De forma inmediata, ante una tragedia colectiva, los gobernantes de países amigos y los representantes de las Iglesias oficiales -siempre que el número de víctimas en el mismo episodio sobrepase un número mágico que siempre ha sido un misterio para mí- enviarán coronas de flores y telegramas de condolencia; fletarán, si es oportuno, aviones con mantas y cuerpos especializados de bomberos que, con bastante frecuencia, verán demorada o impedida su actuación por la burocracia del país destinatario; y, en todo caso, se vestirán de luto y abrazarán compungidos a los familiares de las víctimas. Aunque, sorprendentemente, si sólo se trata de uno, dos o tres individuos anónimos por episodio, no lo harán. "¿Cuántos seres humanos deben morir -denuncia Harold Pinter, al recibir el premio Nobel de Literatura en 2005, refiriéndose a los inductores de la guerra de Irak- para que califiquemos a sus responsables como criminales de guerra?" (El PAÍS, 8/12/05).
Si una tragedia se produce en nuestro país o incluso si afecta a centenares o miles de víctimas lejanas, como el tsunami de 2004, nos sentimos breve -minutos, horas, días- y sinceramente emocionados.

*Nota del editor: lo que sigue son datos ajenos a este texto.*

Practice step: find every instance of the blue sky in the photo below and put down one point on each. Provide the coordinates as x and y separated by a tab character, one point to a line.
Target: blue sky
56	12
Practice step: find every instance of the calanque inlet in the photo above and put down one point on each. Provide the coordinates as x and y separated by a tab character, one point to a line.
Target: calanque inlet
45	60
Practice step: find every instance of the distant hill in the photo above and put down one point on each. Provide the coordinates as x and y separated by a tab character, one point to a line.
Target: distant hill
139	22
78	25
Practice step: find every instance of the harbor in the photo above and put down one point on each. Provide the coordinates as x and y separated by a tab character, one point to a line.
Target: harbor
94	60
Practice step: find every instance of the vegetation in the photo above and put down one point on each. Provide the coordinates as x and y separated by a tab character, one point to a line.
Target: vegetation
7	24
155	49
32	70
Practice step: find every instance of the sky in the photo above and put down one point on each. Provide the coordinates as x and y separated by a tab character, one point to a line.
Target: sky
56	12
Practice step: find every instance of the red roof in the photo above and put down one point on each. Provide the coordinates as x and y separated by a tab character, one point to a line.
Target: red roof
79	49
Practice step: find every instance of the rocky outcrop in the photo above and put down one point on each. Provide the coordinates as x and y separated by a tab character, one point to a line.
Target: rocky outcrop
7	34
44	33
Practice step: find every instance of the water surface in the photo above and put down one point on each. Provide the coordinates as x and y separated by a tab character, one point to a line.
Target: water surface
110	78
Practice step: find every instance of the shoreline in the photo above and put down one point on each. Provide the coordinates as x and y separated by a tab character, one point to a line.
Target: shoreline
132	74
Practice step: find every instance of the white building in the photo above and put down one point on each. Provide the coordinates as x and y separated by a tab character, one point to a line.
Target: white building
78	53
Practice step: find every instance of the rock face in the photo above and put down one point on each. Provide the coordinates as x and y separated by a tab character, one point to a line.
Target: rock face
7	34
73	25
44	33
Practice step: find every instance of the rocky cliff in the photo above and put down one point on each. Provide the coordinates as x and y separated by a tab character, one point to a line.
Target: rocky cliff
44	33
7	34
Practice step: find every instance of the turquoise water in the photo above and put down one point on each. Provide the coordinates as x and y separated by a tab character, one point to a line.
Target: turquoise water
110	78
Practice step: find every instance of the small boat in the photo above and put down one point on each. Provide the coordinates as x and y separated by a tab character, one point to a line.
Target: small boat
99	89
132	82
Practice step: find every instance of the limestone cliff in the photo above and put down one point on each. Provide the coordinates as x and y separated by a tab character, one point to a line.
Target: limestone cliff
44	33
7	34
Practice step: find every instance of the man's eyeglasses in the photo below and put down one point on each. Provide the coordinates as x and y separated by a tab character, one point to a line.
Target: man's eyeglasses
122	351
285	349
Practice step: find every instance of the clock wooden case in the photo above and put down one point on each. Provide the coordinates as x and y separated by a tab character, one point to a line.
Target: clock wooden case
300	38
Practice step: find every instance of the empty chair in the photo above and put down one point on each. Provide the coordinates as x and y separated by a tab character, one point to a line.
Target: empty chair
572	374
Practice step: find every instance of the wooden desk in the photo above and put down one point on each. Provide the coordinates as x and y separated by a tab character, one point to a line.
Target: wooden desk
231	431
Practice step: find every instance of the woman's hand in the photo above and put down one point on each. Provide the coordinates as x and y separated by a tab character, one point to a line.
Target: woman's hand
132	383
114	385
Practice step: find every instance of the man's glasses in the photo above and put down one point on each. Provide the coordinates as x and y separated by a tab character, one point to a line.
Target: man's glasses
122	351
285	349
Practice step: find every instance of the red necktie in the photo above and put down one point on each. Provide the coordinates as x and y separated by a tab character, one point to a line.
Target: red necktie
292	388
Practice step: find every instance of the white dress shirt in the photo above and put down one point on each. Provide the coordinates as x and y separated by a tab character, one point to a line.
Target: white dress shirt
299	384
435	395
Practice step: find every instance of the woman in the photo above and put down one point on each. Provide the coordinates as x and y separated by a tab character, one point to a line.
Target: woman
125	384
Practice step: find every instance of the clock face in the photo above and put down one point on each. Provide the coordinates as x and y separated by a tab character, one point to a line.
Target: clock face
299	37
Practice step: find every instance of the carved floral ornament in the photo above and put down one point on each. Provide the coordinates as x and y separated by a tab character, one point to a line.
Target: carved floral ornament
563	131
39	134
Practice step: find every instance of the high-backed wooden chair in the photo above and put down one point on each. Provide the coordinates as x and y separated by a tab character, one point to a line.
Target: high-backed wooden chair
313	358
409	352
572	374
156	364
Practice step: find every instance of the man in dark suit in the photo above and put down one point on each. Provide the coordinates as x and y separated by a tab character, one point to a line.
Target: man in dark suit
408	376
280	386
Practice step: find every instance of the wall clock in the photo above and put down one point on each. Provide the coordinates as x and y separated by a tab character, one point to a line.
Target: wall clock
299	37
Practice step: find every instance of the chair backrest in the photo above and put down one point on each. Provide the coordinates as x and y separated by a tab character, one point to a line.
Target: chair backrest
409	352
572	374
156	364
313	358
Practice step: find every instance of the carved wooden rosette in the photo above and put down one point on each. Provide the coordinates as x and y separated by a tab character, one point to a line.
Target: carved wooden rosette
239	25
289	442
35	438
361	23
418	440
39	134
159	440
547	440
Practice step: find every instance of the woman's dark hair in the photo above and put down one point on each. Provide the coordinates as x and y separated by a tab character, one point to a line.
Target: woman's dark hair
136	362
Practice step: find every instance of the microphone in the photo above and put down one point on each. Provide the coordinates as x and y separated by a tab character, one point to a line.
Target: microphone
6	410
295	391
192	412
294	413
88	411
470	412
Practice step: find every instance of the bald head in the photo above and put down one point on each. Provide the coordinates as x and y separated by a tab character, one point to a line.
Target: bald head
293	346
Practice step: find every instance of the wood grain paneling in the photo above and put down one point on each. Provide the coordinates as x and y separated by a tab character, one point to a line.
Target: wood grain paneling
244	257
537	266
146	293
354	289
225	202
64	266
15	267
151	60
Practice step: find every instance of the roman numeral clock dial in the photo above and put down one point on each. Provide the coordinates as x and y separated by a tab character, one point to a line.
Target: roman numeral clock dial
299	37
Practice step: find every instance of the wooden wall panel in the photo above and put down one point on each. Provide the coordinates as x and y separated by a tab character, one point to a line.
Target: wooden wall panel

Podemos telefonear horrorizados a nuestros amigos, correr de inmediato a donar sangre o a ingresar apreciables cantidades de dinero en una cuenta bancaria, e incluso participar con el ánimo encendido en actos colectivos multitudinarios espontáneos, como la gran manifestación de Barcelona contra la guerra de Irak.
Pero nuestra vida sigue y nuestra actitud altruista -y la de nuestros gobiernos- irá decreciendo exponencialmente a medida que nos alejamos del momento de la tragedia, mientras que las víctimas siguen y seguirán sufriendo a lo largo de toda su vida. Tal vez también por ello, en el caso de las guerras y los actos terroristas, algunos verdugos -sólo algunos- porque no pueden soportar el sufrimiento injusto que han causado y que también para ellos permanece vivo, cuando se oscurece y difumina el sentido de su acción, caen en la demencia y la depresión o se suicidan.
Los que han sufrido en su carne las consecuencias de la guerra o el terror, las víctimas, dificílmente podrán olvidar porque conservan para siempre una dolorosa herida abierta y siguen sufriendo. Tal vez para alcanzar la paz sólo exista un difícil camino: el arrepentimiento de los que una vez fueron verdugos, y tras él, el perdón generoso de las víctimas. Pero sin arrepentimiento sincero, sin reconocimiento sufriente de los actos criminales cometidos, difícilmente puede haber perdón. Y sin perdón, no puede haber olvido. Si se quiere la verdadera paz, tras una guerra no debe haber vencedores; sólo puede haber vencidos.
¿Qué visitante del Hermitage, sea víctima o verdugo, ante la contemplación silenciosa y pausada del cuadro de Rembrandt El hijo pródigo no se ha sentido conmovido?